Why Your Door Warranty Is Probably Worthless (And How to Tell)

Picture of Chad Crenshaw

Chad Crenshaw

Most iron door companies advertise a “lifetime warranty.” It sounds great in the showroom. It looks great on the brochure. And it means almost nothing when something actually goes wrong.

I’ve been in this industry long enough to know how the warranty game works — and I want to pull the curtain back so you know what you’re actually getting before you spend $8,000-$25,000 on a door.

The Warranty Trick Most Companies Use

Here’s the standard playbook: A company imports doors from a factory they don’t own. They slap their brand on it. They sell it with a “lifetime warranty.” Then one of two things happens:

  1. The company closes. Small door companies come and go. If the company that sold you the door doesn’t exist in five years, neither does your warranty.
  2. The warranty has exclusions that cover almost everything that actually goes wrong. Finish fading? “Normal wear.” Rust at the weld points? “Environmental exposure.” Glass seal failure? “Not covered after year one.”

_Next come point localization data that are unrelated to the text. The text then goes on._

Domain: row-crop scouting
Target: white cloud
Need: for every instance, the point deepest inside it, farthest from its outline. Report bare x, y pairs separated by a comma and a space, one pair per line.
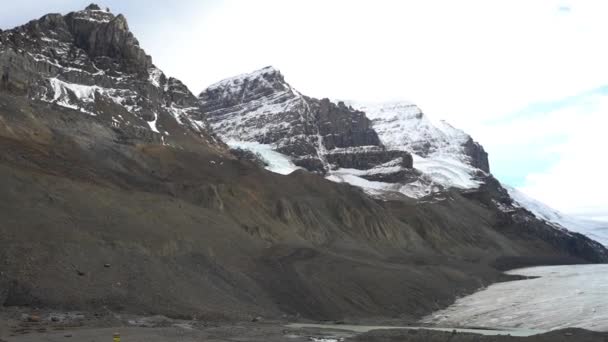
471, 62
577, 183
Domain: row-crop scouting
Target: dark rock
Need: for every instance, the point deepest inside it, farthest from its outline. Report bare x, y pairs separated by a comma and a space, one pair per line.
89, 61
479, 157
93, 7
318, 135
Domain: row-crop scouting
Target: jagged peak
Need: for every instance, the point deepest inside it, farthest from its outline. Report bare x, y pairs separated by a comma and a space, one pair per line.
269, 75
398, 108
92, 7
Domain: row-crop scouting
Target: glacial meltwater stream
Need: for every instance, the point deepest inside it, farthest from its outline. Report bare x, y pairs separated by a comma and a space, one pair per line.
562, 296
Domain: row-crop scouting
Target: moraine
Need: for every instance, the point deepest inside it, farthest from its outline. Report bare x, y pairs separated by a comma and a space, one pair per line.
560, 296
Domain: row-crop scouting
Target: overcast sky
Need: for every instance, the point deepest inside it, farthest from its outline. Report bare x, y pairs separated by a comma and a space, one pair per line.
528, 79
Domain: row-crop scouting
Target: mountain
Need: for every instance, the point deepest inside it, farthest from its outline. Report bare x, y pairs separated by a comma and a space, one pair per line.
443, 157
596, 230
318, 135
118, 196
89, 61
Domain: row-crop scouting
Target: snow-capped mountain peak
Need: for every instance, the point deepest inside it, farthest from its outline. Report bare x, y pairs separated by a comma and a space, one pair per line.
89, 61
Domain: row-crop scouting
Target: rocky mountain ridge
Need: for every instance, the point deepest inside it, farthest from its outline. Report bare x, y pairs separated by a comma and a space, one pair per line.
89, 61
318, 135
114, 217
262, 108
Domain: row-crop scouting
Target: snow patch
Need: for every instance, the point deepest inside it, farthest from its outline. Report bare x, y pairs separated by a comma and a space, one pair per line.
152, 124
277, 162
597, 231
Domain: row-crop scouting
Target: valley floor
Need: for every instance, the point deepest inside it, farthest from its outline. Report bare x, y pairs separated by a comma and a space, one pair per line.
159, 329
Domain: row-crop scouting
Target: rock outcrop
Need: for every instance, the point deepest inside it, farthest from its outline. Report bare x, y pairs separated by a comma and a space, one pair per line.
89, 61
319, 135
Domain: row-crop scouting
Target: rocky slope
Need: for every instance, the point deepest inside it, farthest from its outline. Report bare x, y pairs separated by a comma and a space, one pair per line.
318, 135
115, 217
89, 61
443, 157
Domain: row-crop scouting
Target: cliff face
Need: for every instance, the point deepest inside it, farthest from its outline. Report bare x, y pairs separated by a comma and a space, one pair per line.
89, 61
115, 195
318, 135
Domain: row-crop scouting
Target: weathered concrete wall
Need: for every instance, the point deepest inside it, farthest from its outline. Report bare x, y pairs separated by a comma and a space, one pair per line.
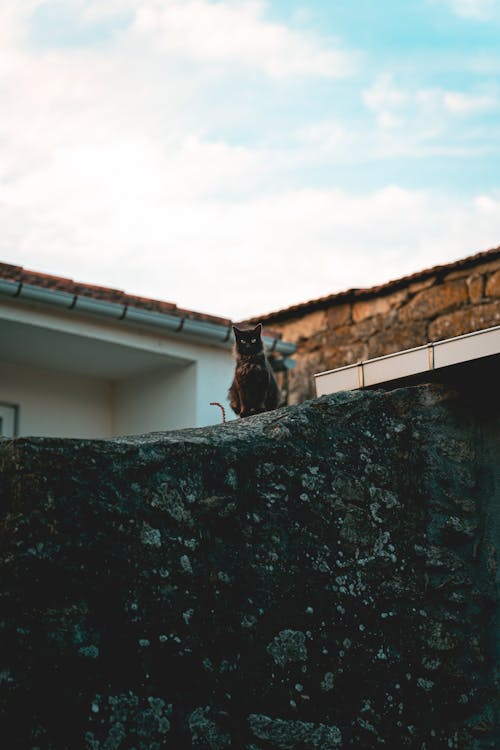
370, 323
318, 577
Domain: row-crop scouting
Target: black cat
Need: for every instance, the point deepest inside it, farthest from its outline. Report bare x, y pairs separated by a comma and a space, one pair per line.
254, 388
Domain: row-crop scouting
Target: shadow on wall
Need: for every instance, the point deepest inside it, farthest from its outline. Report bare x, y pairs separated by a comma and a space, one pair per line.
321, 576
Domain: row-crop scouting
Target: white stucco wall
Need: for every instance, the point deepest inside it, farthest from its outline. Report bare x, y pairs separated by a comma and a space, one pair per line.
79, 376
161, 400
55, 404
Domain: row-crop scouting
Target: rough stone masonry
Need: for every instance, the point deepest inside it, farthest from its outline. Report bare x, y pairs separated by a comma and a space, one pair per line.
318, 577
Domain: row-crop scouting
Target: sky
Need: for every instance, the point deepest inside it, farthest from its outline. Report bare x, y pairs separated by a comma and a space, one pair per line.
240, 156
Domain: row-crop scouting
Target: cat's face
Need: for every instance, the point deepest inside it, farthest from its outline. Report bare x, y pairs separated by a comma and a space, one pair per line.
248, 342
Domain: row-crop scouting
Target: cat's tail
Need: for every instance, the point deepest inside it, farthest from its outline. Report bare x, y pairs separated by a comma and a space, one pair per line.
216, 403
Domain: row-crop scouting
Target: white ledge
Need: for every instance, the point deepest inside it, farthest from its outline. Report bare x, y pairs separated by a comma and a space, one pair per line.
432, 356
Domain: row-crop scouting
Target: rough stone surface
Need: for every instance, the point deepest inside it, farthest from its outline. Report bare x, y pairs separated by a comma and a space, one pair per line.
436, 300
464, 300
318, 577
465, 321
493, 285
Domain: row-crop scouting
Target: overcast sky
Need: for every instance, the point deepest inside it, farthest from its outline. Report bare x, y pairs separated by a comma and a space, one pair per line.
238, 156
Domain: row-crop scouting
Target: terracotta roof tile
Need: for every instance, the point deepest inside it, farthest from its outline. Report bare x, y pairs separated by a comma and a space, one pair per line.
60, 283
350, 295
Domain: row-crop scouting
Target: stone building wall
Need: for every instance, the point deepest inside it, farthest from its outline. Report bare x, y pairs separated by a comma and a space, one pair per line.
345, 328
316, 578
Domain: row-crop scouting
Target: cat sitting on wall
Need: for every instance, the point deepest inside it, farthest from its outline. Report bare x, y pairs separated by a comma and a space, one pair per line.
254, 388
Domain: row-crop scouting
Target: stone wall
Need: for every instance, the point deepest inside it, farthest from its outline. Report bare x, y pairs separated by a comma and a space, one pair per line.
314, 578
357, 325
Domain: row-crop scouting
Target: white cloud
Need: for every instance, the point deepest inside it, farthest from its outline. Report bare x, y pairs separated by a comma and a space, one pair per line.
237, 33
459, 103
479, 10
108, 172
248, 256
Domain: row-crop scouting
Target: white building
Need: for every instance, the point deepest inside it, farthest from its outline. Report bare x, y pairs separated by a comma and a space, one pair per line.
85, 361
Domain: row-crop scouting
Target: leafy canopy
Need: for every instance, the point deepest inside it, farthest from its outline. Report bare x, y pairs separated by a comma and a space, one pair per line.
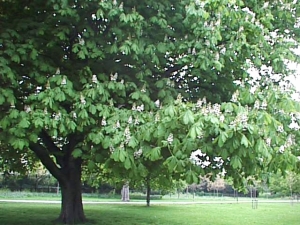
81, 78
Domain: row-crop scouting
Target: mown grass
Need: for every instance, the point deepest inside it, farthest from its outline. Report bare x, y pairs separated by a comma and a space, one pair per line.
129, 214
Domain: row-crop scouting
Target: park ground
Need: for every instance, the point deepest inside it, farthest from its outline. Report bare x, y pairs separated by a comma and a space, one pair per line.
215, 211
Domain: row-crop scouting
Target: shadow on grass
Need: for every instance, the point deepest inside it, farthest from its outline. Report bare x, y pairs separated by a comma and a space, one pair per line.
107, 214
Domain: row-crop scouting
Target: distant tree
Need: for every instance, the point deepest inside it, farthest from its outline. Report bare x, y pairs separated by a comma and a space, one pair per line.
77, 76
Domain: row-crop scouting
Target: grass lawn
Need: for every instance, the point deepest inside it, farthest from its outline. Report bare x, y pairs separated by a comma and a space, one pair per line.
128, 214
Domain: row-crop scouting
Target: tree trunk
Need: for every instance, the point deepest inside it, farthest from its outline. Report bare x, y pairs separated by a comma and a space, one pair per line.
148, 190
71, 204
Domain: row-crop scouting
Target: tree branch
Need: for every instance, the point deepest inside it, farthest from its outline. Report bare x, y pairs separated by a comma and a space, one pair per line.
43, 154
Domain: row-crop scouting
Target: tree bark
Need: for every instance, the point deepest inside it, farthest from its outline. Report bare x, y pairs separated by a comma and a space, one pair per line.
71, 204
68, 174
148, 186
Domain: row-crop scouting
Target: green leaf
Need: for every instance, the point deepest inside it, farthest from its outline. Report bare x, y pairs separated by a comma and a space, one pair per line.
170, 111
192, 177
244, 141
154, 154
171, 163
188, 117
133, 142
236, 162
77, 153
127, 163
91, 165
24, 123
122, 155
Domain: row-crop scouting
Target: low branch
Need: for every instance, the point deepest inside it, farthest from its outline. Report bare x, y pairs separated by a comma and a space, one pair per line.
43, 154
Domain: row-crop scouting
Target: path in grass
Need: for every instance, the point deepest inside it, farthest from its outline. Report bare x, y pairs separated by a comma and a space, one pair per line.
159, 202
13, 213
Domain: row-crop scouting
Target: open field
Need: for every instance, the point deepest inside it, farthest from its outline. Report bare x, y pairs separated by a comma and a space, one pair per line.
162, 214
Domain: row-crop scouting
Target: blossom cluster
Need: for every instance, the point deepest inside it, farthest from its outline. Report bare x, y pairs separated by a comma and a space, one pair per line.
137, 154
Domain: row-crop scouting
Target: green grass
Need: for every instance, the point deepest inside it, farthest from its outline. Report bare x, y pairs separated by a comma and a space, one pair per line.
128, 214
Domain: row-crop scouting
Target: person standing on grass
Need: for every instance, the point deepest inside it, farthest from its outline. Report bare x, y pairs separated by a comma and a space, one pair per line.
125, 192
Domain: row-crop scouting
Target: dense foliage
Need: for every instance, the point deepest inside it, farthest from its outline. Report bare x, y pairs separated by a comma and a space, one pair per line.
118, 84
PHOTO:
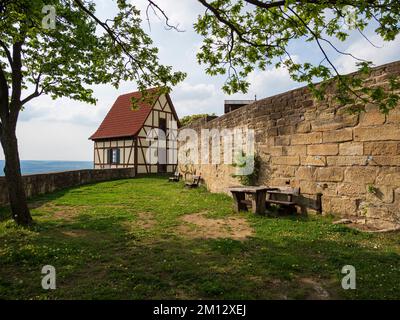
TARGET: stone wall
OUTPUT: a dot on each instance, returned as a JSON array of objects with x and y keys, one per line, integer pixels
[
  {"x": 353, "y": 160},
  {"x": 37, "y": 184}
]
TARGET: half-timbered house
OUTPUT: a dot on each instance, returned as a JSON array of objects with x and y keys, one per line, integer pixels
[{"x": 128, "y": 138}]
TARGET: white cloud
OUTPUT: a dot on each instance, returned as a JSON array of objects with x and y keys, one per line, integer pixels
[
  {"x": 386, "y": 52},
  {"x": 270, "y": 82}
]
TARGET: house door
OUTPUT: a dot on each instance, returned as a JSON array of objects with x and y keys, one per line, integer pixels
[{"x": 162, "y": 147}]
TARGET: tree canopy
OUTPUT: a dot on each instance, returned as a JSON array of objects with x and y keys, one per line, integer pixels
[
  {"x": 78, "y": 52},
  {"x": 242, "y": 35}
]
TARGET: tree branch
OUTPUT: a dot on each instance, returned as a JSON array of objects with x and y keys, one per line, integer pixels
[
  {"x": 225, "y": 21},
  {"x": 7, "y": 52},
  {"x": 4, "y": 95},
  {"x": 111, "y": 33}
]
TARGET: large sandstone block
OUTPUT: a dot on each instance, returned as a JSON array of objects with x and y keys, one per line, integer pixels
[
  {"x": 339, "y": 205},
  {"x": 308, "y": 187},
  {"x": 272, "y": 150},
  {"x": 384, "y": 160},
  {"x": 328, "y": 149},
  {"x": 351, "y": 189},
  {"x": 283, "y": 171},
  {"x": 385, "y": 132},
  {"x": 305, "y": 173},
  {"x": 295, "y": 150},
  {"x": 338, "y": 135},
  {"x": 381, "y": 194},
  {"x": 382, "y": 148},
  {"x": 319, "y": 161},
  {"x": 286, "y": 160},
  {"x": 389, "y": 177},
  {"x": 329, "y": 174},
  {"x": 307, "y": 138},
  {"x": 303, "y": 127},
  {"x": 282, "y": 140},
  {"x": 394, "y": 116},
  {"x": 360, "y": 175},
  {"x": 338, "y": 161},
  {"x": 351, "y": 149},
  {"x": 372, "y": 118}
]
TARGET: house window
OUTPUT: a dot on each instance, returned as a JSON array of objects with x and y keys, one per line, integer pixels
[
  {"x": 113, "y": 156},
  {"x": 163, "y": 124}
]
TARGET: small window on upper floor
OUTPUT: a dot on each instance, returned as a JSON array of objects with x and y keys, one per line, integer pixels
[{"x": 113, "y": 156}]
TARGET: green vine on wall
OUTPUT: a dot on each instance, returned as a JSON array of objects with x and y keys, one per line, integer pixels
[{"x": 241, "y": 161}]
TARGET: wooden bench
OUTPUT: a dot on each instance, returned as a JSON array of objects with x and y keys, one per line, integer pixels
[
  {"x": 193, "y": 184},
  {"x": 175, "y": 177},
  {"x": 283, "y": 192},
  {"x": 257, "y": 195}
]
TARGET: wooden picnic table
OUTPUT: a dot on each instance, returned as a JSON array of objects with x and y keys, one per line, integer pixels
[{"x": 257, "y": 194}]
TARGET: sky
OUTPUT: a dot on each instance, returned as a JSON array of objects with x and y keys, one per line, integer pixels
[{"x": 59, "y": 129}]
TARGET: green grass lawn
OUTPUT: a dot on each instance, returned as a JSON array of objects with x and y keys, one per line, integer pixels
[{"x": 145, "y": 238}]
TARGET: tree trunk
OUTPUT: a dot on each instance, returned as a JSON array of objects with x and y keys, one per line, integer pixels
[{"x": 12, "y": 170}]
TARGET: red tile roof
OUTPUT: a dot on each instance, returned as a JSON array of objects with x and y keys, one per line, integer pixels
[{"x": 121, "y": 120}]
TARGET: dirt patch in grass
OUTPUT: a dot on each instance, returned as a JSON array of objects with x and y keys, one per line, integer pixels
[
  {"x": 75, "y": 233},
  {"x": 197, "y": 225},
  {"x": 66, "y": 212},
  {"x": 145, "y": 220},
  {"x": 317, "y": 292}
]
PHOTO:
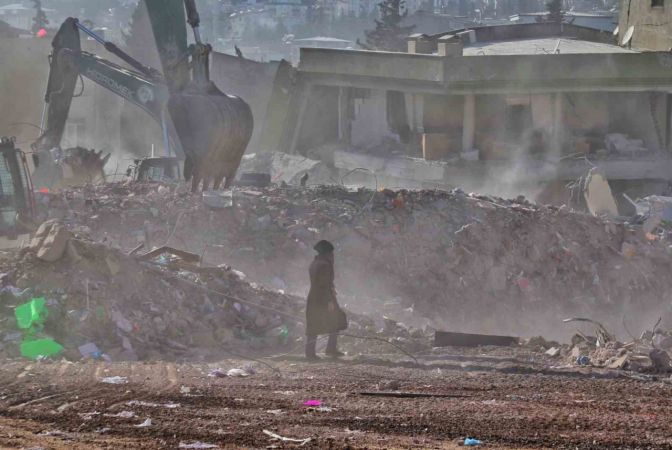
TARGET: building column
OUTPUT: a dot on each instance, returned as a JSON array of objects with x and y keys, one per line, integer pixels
[
  {"x": 558, "y": 124},
  {"x": 469, "y": 123}
]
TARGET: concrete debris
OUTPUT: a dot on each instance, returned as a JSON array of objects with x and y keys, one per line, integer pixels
[
  {"x": 50, "y": 241},
  {"x": 399, "y": 250},
  {"x": 598, "y": 195},
  {"x": 110, "y": 306},
  {"x": 620, "y": 144}
]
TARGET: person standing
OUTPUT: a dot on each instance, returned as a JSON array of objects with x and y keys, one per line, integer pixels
[{"x": 323, "y": 315}]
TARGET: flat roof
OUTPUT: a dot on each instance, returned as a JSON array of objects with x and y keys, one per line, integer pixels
[{"x": 541, "y": 46}]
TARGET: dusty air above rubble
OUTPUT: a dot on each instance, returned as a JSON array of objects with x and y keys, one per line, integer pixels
[{"x": 363, "y": 224}]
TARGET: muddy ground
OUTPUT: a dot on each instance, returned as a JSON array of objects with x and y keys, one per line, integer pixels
[{"x": 506, "y": 399}]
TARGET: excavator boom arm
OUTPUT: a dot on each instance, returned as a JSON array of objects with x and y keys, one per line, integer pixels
[{"x": 69, "y": 62}]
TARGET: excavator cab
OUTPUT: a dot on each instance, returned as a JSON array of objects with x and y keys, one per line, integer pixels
[
  {"x": 17, "y": 201},
  {"x": 209, "y": 128}
]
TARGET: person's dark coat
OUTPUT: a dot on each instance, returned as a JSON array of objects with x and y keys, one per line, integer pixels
[{"x": 319, "y": 319}]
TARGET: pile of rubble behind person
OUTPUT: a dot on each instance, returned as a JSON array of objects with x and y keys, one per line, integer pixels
[
  {"x": 464, "y": 262},
  {"x": 104, "y": 303},
  {"x": 647, "y": 354}
]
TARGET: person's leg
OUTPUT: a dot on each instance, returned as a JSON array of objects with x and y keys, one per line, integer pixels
[
  {"x": 311, "y": 343},
  {"x": 332, "y": 346}
]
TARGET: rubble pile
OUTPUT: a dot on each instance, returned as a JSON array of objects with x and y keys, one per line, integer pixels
[
  {"x": 104, "y": 303},
  {"x": 464, "y": 262}
]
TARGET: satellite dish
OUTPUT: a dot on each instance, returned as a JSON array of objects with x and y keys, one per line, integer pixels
[{"x": 628, "y": 36}]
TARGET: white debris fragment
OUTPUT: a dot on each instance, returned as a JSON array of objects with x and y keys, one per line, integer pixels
[
  {"x": 114, "y": 380},
  {"x": 122, "y": 415},
  {"x": 301, "y": 442},
  {"x": 145, "y": 424}
]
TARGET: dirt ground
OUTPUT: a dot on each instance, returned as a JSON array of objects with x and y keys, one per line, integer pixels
[{"x": 507, "y": 401}]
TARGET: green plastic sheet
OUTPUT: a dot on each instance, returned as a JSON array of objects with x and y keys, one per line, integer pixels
[
  {"x": 40, "y": 348},
  {"x": 30, "y": 314},
  {"x": 30, "y": 318}
]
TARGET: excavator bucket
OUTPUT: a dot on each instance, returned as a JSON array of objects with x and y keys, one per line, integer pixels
[{"x": 214, "y": 130}]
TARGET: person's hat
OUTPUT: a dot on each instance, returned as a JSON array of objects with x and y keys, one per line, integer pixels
[{"x": 324, "y": 247}]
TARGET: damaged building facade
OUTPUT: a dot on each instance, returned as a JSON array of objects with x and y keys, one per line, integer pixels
[{"x": 519, "y": 107}]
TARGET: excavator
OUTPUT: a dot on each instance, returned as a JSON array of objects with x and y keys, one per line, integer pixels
[{"x": 207, "y": 127}]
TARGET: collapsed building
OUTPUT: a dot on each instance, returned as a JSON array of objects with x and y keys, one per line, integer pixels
[{"x": 506, "y": 109}]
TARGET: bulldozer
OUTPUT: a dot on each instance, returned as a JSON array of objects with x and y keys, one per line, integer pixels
[{"x": 200, "y": 123}]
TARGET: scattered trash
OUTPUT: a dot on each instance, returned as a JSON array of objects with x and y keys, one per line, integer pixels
[
  {"x": 152, "y": 405},
  {"x": 197, "y": 445},
  {"x": 275, "y": 436},
  {"x": 40, "y": 348},
  {"x": 122, "y": 415},
  {"x": 217, "y": 373},
  {"x": 324, "y": 409},
  {"x": 553, "y": 351},
  {"x": 583, "y": 360},
  {"x": 115, "y": 380},
  {"x": 237, "y": 373}
]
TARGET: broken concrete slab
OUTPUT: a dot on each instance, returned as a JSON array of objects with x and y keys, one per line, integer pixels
[
  {"x": 50, "y": 241},
  {"x": 450, "y": 339},
  {"x": 597, "y": 192}
]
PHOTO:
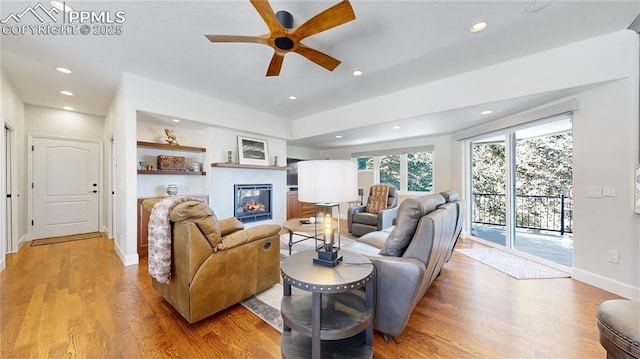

Read the fine print. Most “lifetime” warranties in this industry cover only the raw steel frame — and only against “structural failure.” That means if your door literally falls apart, you’re covered. Everything else? You’re on your own.

How Love That Door's Warranty Works

We do it differently because we can — we own our factories. We control the steel, the welding, the finishing, the glass, and the hardware. When I put a warranty on a door, I’m standing behind the entire system — not just one component.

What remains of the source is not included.